La sentenza impugnata si è attenuta, infatti, nel rigetto dell’appello dei contribuenti, ai principi di diritto affermati dalla prevalente giurisprudenza di questa Corte in materia ed ai quali il collegio ritiene di conferire ulteriore continuità, secondo cui, laddove, come nella fattispecie in esame, la cartella emessa a seguito di controllo automatizzato ex art. 36 bis del d.P.R. n. 600/1973, con la quale siano richiesti interessi per ritardato od omesso pagamento, costituisca mera liquidazione dell’imposta sulla base dei dati forniti da contribuente, quest’ultimo si trova già nella condizione di conoscere i presupposti di fatto o le ragioni giuridiche della pretesa fiscale, con l’effetto che l’onere di motivazione può considerarsi assolto dall’Ufficio mediante mero richiamo alla dichiarazione medesima (cfr. Cass. sez. 6-5, ord. 7 giugno 2017, n. 14236; Cass. sez. 6-3, ord. 21 febbraio 2017, n. 4376; Cass. sez. 5, ord. 4 agosto 2011, n. 16893).

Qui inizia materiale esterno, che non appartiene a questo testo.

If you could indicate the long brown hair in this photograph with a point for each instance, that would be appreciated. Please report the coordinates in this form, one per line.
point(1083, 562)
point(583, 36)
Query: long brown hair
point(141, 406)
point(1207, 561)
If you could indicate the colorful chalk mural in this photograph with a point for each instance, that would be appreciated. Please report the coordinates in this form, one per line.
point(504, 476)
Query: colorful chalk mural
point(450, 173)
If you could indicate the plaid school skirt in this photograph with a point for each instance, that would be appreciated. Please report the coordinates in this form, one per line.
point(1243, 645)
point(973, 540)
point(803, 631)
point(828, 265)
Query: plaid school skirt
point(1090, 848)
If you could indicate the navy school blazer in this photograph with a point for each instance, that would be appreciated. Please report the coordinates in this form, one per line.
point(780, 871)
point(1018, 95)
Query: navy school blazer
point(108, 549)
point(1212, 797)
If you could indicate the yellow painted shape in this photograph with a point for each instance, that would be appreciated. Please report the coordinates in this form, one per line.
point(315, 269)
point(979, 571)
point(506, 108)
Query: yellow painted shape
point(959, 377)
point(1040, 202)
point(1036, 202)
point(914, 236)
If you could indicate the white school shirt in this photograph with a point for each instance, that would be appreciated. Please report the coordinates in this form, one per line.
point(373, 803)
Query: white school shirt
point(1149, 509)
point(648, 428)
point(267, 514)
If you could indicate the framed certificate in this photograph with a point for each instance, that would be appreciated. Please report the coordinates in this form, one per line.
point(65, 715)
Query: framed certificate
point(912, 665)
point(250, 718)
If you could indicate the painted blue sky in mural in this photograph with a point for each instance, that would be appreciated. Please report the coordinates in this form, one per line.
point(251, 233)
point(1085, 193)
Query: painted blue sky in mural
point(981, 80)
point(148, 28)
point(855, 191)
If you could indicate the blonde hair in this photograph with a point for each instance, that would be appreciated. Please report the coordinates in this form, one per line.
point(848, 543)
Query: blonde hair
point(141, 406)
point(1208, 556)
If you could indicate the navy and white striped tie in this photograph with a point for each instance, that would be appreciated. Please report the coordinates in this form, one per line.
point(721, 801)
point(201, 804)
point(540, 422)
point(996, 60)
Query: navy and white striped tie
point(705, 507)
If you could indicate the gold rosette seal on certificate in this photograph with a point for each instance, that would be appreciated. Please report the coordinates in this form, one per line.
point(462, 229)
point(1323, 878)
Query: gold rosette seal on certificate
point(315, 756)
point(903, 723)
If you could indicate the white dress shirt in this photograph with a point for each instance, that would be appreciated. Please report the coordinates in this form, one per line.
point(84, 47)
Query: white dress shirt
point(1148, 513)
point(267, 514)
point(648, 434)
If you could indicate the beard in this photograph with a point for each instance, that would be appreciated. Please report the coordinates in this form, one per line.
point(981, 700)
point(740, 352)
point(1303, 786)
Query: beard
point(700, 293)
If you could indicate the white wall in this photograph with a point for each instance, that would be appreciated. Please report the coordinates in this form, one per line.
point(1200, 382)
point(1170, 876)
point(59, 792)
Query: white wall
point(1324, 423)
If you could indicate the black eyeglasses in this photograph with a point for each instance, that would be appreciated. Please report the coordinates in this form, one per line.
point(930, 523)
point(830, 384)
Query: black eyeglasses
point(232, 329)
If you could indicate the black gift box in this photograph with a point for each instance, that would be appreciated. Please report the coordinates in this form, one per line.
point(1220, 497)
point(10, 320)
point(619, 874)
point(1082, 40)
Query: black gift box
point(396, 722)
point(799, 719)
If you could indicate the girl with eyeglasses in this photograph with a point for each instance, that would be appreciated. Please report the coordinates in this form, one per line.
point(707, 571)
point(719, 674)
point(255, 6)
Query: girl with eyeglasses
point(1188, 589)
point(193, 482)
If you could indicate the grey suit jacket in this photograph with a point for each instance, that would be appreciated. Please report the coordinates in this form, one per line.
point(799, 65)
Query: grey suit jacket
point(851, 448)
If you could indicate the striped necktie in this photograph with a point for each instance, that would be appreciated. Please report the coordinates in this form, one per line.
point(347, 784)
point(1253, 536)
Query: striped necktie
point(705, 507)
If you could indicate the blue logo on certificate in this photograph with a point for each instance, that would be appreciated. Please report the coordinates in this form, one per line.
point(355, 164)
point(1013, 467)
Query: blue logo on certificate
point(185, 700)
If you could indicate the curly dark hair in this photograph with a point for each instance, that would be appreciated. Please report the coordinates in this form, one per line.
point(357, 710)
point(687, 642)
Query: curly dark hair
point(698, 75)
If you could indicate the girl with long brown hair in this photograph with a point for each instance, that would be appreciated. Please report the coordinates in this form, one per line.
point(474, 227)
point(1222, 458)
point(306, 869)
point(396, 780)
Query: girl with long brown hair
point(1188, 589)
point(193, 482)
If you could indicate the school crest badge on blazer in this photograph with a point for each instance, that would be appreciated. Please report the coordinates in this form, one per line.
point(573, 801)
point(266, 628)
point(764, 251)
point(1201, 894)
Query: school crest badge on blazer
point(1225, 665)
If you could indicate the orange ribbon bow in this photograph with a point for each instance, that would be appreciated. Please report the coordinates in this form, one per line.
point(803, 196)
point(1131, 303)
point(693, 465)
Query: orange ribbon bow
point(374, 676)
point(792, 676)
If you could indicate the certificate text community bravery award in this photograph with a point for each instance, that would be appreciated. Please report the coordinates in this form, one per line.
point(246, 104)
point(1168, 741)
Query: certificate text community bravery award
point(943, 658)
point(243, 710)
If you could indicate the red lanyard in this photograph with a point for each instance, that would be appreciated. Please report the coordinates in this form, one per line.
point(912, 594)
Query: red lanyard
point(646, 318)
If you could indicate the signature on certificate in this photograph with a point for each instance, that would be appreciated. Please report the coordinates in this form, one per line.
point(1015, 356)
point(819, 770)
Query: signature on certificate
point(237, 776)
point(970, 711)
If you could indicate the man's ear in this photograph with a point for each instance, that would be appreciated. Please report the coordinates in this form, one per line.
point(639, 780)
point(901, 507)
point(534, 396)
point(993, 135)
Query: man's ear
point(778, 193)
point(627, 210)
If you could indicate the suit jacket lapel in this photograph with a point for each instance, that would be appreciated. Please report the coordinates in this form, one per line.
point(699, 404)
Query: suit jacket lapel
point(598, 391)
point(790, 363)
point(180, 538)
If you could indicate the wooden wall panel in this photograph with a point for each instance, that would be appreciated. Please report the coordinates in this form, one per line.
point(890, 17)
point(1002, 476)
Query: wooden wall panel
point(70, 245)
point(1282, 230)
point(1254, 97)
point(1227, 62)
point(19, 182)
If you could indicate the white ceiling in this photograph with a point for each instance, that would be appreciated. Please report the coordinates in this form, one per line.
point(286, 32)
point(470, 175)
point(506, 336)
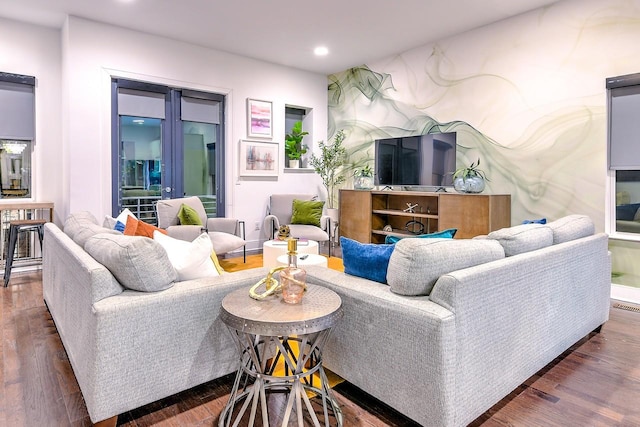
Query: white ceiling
point(282, 31)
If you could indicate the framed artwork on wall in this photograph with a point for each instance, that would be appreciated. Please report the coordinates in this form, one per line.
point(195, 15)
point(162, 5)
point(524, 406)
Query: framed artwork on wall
point(258, 158)
point(259, 119)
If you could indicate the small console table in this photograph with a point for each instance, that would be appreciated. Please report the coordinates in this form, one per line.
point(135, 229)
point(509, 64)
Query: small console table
point(18, 210)
point(265, 332)
point(369, 216)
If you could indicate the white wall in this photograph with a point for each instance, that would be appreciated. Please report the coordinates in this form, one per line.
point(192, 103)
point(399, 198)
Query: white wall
point(35, 51)
point(74, 123)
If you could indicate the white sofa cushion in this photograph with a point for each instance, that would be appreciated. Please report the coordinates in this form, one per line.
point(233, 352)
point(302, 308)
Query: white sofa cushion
point(523, 238)
point(571, 227)
point(416, 264)
point(191, 260)
point(139, 263)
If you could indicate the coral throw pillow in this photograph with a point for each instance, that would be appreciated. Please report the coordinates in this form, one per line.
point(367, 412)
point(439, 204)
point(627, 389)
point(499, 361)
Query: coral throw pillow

Né i ricorrenti hanno prospettato elementi idonei a giustificare un mutamento del succitato indirizzo.

Il ricorso va pertanto rigettato.

Le spese del giudizio, nel rapporto processuale tra i ricorrenti e la controricorrente Agenzia delle Entrate, seguono la soccombenza e si liquidano come da dispositivo.

Nulla va statuito riguardo alle spese nel rapporto processuale tra i ricorrenti e l’intimata Equitalia Sud S.p.A., che non ha svolto difese.

 

P.Q.M.

 

Rigetta il ricorso e condanna i ricorrenti in solido al pagamento in favore dell’Agenzia delle Entrate delle spese del giudizio di legittimità, che liquida in Euro 4.100,00 per compensi, oltre spese prenotate a debito.

Ai sensi dell’art. 13, comma 1 quater del d.P.R. n. 115/2002, dà atto della sussistenza dei presupposti per il versamento, da parte dei ricorrenti, dell’ulteriore importo a titolo di contributo unificato pari a quello dovuto per il ricorso, a norma del comma 1 — bis dello stesso articolo 13.